IS YOUR ESG REPORT DESTINED FOR THE RECYCLE BIN?

ESG reports are primarily just that: reports. They inform and analyze. On their own, they’re not communications tools meant to inspire or engage. They don’t have a call to action. That’s because ESG reports are primarily intended for number crunchers—hard-headed investors and analysts who want to understand your company’s exposure to risk; your approach to managing, anticipating, and mitigating that risk; to measuring progress toward defined targets—including science-based carbon emissions, for example—and your company’s approach to more sustainable value creation over time.

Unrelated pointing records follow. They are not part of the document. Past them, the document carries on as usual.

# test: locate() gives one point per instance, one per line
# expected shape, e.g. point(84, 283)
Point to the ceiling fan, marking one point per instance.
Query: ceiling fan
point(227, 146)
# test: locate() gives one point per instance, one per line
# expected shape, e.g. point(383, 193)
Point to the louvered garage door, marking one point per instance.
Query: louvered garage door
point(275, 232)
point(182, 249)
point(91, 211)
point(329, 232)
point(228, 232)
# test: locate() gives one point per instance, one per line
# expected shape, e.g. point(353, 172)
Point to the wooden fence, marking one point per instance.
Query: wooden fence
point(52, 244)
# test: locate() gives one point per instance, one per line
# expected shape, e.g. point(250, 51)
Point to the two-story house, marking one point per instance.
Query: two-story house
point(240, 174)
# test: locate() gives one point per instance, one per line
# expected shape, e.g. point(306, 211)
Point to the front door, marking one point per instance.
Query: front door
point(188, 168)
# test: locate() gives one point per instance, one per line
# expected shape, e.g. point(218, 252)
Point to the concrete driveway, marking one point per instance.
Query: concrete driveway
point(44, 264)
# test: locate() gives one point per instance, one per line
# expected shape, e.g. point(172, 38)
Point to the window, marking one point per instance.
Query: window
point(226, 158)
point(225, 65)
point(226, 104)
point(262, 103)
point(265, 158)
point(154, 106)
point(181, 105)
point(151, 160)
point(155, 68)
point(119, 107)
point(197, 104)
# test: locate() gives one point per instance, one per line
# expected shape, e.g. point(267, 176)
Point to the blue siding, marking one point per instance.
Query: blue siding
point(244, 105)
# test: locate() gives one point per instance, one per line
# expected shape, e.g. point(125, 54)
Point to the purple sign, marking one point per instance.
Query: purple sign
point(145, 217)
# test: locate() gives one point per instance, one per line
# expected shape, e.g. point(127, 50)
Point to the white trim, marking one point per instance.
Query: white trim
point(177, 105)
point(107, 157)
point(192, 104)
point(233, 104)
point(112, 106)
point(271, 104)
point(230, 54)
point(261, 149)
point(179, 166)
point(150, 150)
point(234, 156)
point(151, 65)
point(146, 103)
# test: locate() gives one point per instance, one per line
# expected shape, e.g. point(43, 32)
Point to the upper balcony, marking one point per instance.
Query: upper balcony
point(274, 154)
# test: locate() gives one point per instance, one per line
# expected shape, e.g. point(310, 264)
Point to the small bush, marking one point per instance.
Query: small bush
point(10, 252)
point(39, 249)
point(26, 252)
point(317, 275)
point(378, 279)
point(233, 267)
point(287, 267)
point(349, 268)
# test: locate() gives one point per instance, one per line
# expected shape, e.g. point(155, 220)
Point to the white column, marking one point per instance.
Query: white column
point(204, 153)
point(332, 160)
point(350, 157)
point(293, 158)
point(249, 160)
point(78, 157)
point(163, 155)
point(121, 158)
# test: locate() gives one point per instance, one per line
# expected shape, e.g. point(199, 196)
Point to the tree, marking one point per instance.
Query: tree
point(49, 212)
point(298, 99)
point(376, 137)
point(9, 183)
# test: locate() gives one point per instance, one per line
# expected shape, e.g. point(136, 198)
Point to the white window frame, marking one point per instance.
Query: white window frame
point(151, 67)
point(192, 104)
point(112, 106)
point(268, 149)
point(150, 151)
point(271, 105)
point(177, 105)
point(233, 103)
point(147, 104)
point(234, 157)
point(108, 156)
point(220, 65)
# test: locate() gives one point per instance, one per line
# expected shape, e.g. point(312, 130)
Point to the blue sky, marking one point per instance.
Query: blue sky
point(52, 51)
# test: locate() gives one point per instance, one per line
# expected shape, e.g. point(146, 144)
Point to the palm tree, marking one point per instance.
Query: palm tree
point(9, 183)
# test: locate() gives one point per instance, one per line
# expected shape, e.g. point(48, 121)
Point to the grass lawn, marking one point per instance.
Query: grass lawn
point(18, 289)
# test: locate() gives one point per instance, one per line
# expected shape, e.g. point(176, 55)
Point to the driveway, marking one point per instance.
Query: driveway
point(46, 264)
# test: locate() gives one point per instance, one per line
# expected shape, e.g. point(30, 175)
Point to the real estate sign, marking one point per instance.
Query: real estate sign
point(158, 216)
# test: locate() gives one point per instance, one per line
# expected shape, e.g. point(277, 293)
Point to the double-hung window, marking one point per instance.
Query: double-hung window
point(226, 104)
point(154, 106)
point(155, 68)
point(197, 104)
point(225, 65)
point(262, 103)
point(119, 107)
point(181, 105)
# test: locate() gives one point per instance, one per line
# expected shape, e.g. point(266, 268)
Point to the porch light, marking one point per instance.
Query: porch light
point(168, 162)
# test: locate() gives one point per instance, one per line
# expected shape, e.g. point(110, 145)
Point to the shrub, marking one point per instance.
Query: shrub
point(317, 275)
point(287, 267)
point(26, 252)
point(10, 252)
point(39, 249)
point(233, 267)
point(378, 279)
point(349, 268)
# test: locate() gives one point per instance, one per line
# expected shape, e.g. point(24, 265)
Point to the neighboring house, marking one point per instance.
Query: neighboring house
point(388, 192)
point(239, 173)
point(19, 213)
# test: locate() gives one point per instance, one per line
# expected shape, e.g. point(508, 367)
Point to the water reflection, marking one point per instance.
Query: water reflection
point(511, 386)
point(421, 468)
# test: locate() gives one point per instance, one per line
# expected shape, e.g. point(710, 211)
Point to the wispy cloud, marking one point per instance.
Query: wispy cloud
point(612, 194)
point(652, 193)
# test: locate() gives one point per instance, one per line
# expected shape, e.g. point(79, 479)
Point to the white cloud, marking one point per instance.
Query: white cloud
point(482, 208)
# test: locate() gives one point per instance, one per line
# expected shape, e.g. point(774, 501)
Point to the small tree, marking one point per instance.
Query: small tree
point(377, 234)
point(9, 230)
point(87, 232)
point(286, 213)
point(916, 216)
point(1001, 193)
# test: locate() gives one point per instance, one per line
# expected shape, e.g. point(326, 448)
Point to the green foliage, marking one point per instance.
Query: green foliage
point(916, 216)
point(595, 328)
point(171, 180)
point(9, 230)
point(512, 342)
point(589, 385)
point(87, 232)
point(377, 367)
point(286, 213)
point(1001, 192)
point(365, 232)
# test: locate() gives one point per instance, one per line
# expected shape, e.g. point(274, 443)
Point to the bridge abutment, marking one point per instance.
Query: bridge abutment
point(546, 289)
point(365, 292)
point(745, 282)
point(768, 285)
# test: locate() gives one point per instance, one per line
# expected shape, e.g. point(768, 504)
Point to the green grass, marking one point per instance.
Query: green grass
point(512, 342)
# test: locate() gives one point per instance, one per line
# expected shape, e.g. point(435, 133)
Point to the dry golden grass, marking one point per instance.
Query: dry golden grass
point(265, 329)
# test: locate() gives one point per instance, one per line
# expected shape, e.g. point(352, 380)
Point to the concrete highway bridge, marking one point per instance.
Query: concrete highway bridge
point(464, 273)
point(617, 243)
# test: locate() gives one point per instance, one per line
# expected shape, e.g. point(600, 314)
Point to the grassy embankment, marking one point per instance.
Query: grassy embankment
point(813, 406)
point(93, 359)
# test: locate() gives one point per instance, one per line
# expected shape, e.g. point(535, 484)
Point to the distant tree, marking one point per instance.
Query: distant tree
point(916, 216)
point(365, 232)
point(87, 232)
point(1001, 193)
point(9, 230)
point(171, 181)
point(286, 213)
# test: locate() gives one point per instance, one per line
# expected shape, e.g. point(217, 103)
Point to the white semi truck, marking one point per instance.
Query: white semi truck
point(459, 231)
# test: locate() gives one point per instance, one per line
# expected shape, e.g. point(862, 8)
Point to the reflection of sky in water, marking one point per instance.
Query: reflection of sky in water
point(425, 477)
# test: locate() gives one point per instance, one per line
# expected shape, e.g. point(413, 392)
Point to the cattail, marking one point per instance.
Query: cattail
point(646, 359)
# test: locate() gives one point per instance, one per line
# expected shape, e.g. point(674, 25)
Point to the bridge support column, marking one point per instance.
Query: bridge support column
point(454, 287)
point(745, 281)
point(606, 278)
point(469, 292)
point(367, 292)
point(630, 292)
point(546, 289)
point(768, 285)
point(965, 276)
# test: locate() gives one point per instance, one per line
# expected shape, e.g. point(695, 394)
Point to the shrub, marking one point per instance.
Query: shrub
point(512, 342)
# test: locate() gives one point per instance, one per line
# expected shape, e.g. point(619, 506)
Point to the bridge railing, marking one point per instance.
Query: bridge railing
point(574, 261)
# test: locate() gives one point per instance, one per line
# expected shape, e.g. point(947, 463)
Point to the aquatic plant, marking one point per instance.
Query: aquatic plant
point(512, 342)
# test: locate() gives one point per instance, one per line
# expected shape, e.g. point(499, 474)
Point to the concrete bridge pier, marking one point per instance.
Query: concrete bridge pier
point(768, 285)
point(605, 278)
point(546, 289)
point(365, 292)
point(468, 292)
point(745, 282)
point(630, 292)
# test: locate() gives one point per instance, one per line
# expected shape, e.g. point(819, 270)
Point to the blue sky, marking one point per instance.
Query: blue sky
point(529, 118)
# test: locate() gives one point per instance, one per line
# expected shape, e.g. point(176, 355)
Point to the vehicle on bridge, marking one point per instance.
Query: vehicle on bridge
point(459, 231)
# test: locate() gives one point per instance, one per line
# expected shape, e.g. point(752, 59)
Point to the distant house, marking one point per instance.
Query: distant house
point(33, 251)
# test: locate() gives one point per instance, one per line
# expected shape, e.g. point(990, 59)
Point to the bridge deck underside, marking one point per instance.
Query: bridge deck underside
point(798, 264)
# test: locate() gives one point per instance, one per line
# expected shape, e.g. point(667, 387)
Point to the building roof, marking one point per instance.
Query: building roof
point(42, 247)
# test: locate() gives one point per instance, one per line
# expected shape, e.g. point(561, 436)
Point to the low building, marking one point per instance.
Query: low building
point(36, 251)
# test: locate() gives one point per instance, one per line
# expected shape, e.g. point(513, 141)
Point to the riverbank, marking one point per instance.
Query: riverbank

In my experience, however, that’s where ESG reporting often gets bollixed up. Ask the Chief Sustainability Officer, who is generally charged with overseeing the production of the report who their primary audience is, and that seemingly straightforward question is often met with a bunch of hemming and hawing—investors, employees, consumers, customers, NGOs—you name it.

 

And that’s where the—or at least a—problem lies. Without a clearly defined target audience—or even a few of them, reports sprawl to 100 plus pages, filled with—from the POV of investors and analysts—fluff.

 

The reality is that while investors and analysts may feel responsibility to people and the planet, they have a fiduciary responsibility is to their clients. That’s why they’re probably not particularly interested in your so-called sustainability stories—the tug-at-the-heartstrings narratives of how your company donated backpacks to local schoolchildren in need, or the crafts club started by ten of your employees for a nearby nursing home or the cans of soup you donated to families during the holidays.

 

Investors and analysts want to understand at a granular level that your company is a good and reliable bet—particularly as the frequency and severity of storms increase, fires rage out of control and the demand for reducing the emissions that lead to climate change rises.

 

They want to know that you have transition plans in place, based on science-based targets, to reach net zero emissions. They want to know that your governance is diverse and that your company has a diversity and inclusion plan in place. They want to know that you’re protecting natural capital—biodiversity—by eliminating deforestation and developing sustainable supply chains. They want to know that you’re creating long-term sustainable value.

 

So no matter which reporting framework you choose—Global Reporting Initiative (GRI), Sustainability Accounting Standards Board (SASB) or Task Force on Climate-related Financial Disclosures (TCFD)—investors what to know that you’re collecting accurate, consistent data. As businesses wait for the Securities and Exchange Commission to provide clarity on climate disclosures, businesses can still adopt a lean, efficient and cost-effective approach to reporting—one that will demonstrate to investors and analysts that your company is a good bet now and in the future.